Farmer, retired chemist, antique car enthusiast, active Christian . . . are just a few good descriptive words for Harold Hammett. Known as “Hambone” by his classmates, Hammett graduated from the Academy at the ripe old age of 15 in 1925. He chuckles as he remembers that his father “had to pay $25.00 a month to keep me in school.” In addition to no smoking, no chewing, and no profanity, Hammett recalls another restriction, “Students were only allowed to receive so many letters each month, and they were only allowed to correspond with those persons approved by their parents – the mail was censored accordingly.”

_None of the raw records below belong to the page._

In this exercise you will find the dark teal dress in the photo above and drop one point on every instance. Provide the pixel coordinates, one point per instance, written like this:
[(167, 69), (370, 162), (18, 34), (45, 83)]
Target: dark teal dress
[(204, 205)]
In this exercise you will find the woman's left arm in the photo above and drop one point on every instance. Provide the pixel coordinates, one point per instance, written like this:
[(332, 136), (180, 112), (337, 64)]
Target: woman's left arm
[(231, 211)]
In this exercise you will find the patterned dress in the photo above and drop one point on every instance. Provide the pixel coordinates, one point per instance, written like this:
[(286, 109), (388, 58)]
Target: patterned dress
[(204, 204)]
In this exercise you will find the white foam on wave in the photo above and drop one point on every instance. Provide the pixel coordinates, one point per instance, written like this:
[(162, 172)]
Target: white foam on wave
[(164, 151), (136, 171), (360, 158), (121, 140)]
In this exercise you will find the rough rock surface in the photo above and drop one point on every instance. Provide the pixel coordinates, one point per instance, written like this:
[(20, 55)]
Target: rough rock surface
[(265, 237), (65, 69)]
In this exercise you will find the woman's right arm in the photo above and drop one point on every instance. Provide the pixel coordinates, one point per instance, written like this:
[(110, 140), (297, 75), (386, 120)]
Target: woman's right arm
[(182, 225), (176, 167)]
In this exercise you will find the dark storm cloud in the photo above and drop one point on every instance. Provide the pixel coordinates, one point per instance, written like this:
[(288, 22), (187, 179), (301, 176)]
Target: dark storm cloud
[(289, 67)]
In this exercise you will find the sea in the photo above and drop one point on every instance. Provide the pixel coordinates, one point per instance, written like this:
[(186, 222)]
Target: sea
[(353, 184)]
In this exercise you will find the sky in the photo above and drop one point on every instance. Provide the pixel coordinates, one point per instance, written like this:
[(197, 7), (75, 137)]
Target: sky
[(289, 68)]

Hammett continued his education at Furman where he graduated cum laude in 1929 with a major in chemistry. That same year, experiencing firsthand the effects of the Great Depression and the stock market collapse, his first job paid 50 cents a day. “A pair of shoes was $1.00 and $2.00 bought all the groceries you could carry.”
Hammett devoted his active work years to local industry and farming. Since retiring from Texize in 1973, he has devoted all his time to cattle farming and antique car collecting. Referring to his avid interest in old cars, he says that “it is a sad, incurable disease, like golf and fishing.” His favorite is a 1916 T-Model Ford which he found in Wisconsin.
Hammett’ son-in-law and NGC’s Director of Admissions, Mayson Easterling, describes him as “an ideal alumnus.” “He stands by North Greenville consistently, contributing something every year.” A good example of his continuing support are the bushels upon bushels of apples he provides each year to be given away at the NGC exhibit during the South Carolina Baptist Convention.
Appreciative of his education, Hammett remarks, “In the old days, North Greenville provided me an opportunity for an education that I might not otherwise have received. We should all do our part to help North Greenville provide the same opportunities for the students of today.”